The networking tips you won’t find on Google

May 01, 2019

How does a soon-to-be newly-qualified Chartered Accountant make effective networking choices? Lisa Hughes ACA, Senior Associate in Barden, shares her personal top networking tips.

While working towards your professional accounting qualification, and throughout your career, you’ll be presented with plenty of opportunities to network. For some it’ll be easy, for others it may be a bit tricky, and for many, the thought of walking into a room of strangers and networking will strike up a sense of fear. There is nothing to be afraid of when it comes to networking.

It’s all about relationships 

Networking is about relationships. It’s about being a first-class listener. As Dale Carnegie once said, “If you want to be interesting, be interested.” Networking also about serendipity – the idea that you can make random chance happen in a non-random way by doing certain things, going certain places and hanging around with certain people.

Professor Robin Dunbar, a British evolutionary psychologist, first came up with the theory that an individual can only have around 150 meaningful relationships at any one time. In today’s world, however, we have thousands of connections on LinkedIn, Facebook, Twitter, Instagram and so on. Whether they are meaningful or not – they are still connected to you in some way. And therein lies the challenge…

Strong connections 

Networking is about having strong connections with a small group of people, and complementing that with a wide array of weak connections – from which opportunities can and will arise. It’s less about what you know and more about who you know – that’s what networking is all about.

There’s a vast array of literature out there on networking for the modern professional, but here are some tips based on our experience.

Position yourself

Business theorist Jeffrey Pfeffer tells a powerful story of a manager who attributes his success to his decision of where to sit. He noted that, during the course of the day, people walked to the cafeteria and the washrooms. He found where the two paths tended to intersect, near the centre of the open-plan office layout and took that position as his work location. He attributes much of his subsequent success to that simple move since it gave him much better access to what was going on in his department.
In short, if you aren’t good at going up to new people, situate yourself so they’ll come to you.

Open-ended questions

After you position yourself properly, how do you make the most of it at a CPD event or business lunch? First, everyone there will most certainly feel the same way you do. Standing awkwardly at the edge of people in conversation is not a place anyone wants to be, but we’ve all found ourselves there at some time or another. Going up to strangers and saying introducing yourself feels a little unnatural, and while there’s no magic bullet, there are a few things to keep in mind:

  • If all you have to say is, “Hi there. My name is Bob” followed by silence, then don’t bother. You need to offer more.
  • Have a few open-ended questions in your back pocket to stimulate some conversation, ideally ones that enable you to listen twice as much as you talk. “What brings you here this morning?” or “What’s keeping you busy these days?” are great open-ended questions.
  • Don’t talk about yourself. Instead, ask the person you’re speaking to about themselves.

Be the human being

I prefer not to lead with a handshake or even, “My name is Lisa. I work with Barden. Barden is a recruitment company that works exclusively with the accounting and finance community in Ireland.” You’re there as a human being to meet other human beings, not as the manifestation of a business. You’re looking to make a human-to-human connection, not a business-to-business connection.

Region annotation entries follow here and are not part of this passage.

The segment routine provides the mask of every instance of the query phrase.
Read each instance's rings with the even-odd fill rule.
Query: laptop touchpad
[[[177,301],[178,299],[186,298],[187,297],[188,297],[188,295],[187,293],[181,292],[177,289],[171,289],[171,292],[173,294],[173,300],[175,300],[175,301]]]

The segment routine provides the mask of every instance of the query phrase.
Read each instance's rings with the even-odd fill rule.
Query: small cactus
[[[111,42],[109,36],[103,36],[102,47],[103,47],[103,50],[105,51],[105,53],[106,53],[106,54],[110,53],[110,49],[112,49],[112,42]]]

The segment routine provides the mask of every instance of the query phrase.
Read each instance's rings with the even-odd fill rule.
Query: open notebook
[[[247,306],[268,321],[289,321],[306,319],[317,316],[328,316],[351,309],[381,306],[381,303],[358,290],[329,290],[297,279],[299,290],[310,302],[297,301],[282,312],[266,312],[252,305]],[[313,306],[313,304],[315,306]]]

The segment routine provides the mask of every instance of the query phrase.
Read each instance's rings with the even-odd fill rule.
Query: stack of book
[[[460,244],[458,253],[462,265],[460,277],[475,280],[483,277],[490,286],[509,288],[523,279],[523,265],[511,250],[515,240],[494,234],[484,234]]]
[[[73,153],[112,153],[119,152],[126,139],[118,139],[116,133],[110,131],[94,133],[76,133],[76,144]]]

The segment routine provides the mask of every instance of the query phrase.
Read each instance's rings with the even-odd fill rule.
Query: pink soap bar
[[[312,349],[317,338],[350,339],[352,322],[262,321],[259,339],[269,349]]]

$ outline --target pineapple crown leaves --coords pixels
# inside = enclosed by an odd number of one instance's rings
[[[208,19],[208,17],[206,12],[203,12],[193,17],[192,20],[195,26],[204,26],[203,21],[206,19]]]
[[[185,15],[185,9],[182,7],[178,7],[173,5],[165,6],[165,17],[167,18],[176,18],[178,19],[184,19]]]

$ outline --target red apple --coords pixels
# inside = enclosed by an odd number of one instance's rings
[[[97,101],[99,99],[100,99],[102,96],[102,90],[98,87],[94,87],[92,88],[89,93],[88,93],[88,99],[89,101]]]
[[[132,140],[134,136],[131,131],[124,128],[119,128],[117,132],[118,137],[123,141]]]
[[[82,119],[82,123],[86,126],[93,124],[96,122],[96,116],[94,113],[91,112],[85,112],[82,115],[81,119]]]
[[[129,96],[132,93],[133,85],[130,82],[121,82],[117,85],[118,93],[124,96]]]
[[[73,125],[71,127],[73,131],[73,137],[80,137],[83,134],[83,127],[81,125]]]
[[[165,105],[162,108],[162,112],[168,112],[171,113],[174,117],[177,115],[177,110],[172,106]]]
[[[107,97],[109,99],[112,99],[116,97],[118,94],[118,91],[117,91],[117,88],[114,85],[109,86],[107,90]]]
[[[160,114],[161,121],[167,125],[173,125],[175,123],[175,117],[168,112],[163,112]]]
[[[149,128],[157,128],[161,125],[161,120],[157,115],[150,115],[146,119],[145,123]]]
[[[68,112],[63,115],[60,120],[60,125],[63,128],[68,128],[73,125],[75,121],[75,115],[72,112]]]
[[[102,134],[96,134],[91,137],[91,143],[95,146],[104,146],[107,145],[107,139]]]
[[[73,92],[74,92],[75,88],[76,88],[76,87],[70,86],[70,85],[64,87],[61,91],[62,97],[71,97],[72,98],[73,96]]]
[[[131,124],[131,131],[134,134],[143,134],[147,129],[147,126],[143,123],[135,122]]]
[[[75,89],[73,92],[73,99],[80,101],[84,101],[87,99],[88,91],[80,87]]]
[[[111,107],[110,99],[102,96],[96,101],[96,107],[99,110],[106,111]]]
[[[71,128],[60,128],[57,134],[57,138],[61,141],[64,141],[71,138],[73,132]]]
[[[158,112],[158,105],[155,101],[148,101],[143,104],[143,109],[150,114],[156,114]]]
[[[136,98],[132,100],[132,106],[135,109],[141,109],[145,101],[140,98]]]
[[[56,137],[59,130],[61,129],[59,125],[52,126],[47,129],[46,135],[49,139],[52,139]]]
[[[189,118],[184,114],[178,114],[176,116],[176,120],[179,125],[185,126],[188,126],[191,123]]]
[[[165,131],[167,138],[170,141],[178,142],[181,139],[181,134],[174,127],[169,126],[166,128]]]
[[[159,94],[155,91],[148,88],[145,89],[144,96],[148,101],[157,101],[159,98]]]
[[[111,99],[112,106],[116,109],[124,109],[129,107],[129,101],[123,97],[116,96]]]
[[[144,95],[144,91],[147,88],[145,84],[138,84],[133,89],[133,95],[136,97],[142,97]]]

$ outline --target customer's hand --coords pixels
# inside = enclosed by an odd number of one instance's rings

Tonality and body language

When making your first impression, you should be engaged, enthusiastic, curious and have supportive non-verbal action. Folded arms don’t convey support, for example. Non-verbal communication is key as what we say accounts for just 7% of communication. How we say it (or tonality) accounts for 38% of the overall message while body language (non-verbal communication) accounts for 55% of the overall message.

Ask questions. Be excited. Ask for details. Don’t expect the other person to carry the conversation. Laugh (appropriately) and use that all-so-awesome secret weapon that we all have but often forget about: the simple smile. Smiling is the single most powerful thing you can do when you first meet new people. Research shows that people evaluate everyone they meet in terms of warmth and competence. And, of the two, guess which matters more?

Yup, warmth. So, smile. 

We all have the ability to be a good networker if we just take a few minutes to figure out the right way to connect with people and conquering our fear of doing it poorly. Listening skills, authenticity and warmth are all it takes.